AI Watch: The importance of LT in national AI Strategies in Europe

In 2018, the European Commission adopted the Coordinated Plan on Artificial Intelligence that was developed together with the Member States to maximise the impact of investments at European Union (EU) and national levels, on the one hand, and to encourage synergies and cooperation across the EU, on the other hand. 


One of the key actions towards these aims was an encouragement for the Member States to develop their own national AI strategies. Most recently, the AI Watch – National strategies on Artificial Intelligence study was published, presenting an updated review of national AI strategies from the EU Member States, Norway and Switzerland. The review includes the latest overview and insights from the national AI plans in relation to supporting human capital, networking, bringing AI technologies to the market, infrastructure and regulatory aspects. AI initiatives for addressing societal challenges are also specifically addressed.

From a Language Technology (LT) perspective, the report yields various interesting results:

1.    Above all, AI Watch Open confirmed that access to public sector data as supported by ELRC continues to be a priority, as national data strategies increasingly focus on AI to foster a robust digital ecosystem for AI and to advance AI R&D. 
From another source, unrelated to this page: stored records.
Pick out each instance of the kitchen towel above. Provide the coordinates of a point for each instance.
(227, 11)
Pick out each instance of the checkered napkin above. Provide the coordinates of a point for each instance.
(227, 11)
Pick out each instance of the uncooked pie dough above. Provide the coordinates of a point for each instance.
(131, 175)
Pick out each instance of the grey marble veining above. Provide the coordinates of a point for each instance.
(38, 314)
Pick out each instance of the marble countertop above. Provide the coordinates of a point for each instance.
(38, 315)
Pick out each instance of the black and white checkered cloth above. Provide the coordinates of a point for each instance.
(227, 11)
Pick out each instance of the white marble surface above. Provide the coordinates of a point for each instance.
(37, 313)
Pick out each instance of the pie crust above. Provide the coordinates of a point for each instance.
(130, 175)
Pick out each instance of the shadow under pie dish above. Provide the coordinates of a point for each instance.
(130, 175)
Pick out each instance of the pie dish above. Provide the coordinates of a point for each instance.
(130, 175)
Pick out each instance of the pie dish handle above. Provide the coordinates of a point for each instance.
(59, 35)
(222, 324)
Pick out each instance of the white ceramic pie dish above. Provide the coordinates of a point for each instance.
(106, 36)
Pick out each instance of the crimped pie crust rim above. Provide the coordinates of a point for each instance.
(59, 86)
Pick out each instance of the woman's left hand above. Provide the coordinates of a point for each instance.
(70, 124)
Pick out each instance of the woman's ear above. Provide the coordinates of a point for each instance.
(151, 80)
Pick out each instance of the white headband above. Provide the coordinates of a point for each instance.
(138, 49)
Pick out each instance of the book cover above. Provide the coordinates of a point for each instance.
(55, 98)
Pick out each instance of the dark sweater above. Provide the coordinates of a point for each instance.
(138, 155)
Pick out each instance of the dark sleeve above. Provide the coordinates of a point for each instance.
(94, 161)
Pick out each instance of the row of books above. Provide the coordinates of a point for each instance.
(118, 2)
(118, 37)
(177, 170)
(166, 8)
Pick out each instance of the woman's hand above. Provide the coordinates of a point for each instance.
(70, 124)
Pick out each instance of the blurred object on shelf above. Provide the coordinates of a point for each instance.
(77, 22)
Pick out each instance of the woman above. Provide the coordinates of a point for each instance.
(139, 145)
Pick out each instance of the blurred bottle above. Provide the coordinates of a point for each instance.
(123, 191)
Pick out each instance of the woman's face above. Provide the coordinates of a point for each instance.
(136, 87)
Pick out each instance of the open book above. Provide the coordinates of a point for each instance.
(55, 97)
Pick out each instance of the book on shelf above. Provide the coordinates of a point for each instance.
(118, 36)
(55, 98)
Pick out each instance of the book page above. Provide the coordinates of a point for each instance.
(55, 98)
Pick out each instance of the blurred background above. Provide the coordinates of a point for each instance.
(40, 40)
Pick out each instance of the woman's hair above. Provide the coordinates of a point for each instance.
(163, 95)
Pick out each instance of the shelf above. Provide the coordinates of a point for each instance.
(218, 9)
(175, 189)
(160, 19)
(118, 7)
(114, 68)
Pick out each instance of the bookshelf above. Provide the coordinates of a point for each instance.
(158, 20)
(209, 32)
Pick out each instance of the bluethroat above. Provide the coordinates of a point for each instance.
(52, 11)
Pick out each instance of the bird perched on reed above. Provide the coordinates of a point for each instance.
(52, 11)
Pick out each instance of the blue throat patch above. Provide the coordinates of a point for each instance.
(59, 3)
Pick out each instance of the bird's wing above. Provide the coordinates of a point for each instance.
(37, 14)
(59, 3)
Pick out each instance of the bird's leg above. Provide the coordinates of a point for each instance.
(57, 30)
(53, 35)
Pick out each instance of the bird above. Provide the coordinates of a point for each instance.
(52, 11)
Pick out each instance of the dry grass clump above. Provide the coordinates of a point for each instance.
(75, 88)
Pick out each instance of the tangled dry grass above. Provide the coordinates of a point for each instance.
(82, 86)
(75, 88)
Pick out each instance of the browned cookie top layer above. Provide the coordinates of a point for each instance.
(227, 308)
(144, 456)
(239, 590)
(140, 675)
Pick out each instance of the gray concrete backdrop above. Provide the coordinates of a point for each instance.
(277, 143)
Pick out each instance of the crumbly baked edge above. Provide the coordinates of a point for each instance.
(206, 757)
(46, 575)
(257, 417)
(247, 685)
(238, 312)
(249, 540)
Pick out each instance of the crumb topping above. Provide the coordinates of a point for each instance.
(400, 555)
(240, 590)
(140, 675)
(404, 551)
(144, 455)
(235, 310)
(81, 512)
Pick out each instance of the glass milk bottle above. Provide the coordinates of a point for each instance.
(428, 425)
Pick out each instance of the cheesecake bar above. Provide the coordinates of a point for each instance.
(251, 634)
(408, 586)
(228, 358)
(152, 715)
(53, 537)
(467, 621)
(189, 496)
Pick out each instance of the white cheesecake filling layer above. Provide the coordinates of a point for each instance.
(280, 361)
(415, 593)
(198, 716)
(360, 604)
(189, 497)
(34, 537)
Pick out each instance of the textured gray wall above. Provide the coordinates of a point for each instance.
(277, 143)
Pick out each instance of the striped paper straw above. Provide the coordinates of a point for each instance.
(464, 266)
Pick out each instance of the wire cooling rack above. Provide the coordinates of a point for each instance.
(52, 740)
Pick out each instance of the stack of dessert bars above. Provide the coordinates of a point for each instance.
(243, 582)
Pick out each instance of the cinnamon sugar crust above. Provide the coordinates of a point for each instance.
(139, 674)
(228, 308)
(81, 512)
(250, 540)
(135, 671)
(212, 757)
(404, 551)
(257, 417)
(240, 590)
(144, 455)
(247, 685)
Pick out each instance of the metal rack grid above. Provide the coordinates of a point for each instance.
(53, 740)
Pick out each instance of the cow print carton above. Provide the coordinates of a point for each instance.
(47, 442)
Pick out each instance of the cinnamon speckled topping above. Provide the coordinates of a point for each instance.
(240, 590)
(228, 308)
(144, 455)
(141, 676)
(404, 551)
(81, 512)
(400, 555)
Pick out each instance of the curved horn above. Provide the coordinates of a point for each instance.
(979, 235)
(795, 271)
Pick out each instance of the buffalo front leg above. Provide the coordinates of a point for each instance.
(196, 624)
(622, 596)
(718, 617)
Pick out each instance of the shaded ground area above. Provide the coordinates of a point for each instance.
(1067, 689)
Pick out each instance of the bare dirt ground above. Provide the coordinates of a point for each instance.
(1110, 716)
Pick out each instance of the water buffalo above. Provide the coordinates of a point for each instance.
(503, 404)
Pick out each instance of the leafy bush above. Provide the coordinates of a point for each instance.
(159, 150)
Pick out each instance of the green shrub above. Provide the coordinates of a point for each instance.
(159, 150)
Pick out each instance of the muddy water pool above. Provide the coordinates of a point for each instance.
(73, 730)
2.    Moreover, most of the countries are also taking several actions to stimulate the use and uptake of AI in public services. Many national AI strategies include a requirement for experimental projects to learn by doing and sharing good practices. Some national strategies mention funding programmes to support AI projects in public administration. Initiatives such as GovTech Polska and GovTech Lab Lithuania are good examples of how to boost the innovation ecosystem in the public administration and AI.

3.    Most importantly, most countries highlight language technologies in their AI strategies as key to enabling interactive dialogue systems and personal virtual assistants for personalised public services. For example, Denmark, Norway, Portugal, Slovakia, and Spain report supportive policies for natural language processing. Slovakia is developing a tool for natural language processing to accelerate the development of AI in the private sector and improve the quality of public services. Spain launched a project on the Spanish Language and AI (LEIA) to promote and enable the use of the Spanish language in the digital world. These policy efforts continue the action lines outlined in the National Plan for Advancement in Natural Language Processing. Finally, Denmark is focusing on language technologies to support ‘AI in Danish’ and, in June 2020, launched a platform displaying metadata of existing linguistic resources to facilitate the development of language technologies in Danish.

The question about the real scope and weight of Language Technologies in Europe remains. Which AI related LT projects and initiatives do currently exist in the EU Member States, Norway and Switzerland? What is the available AI funding for LT? What are major LT players? And what kind of data collection efforts/repositories for LT/AI do exist? The next meeting of the Language Resource Board (LRB) of the European Language Resource Coordination (ELRC) will hence provide a more in-depth analysis of LT in the current AI strategies, drawing on potential areas for collaboration as well as good practices, in order to support national policy makers and help the EU reinforce its position for developing AI-based LT and collecting language data under the DIGITAL programme.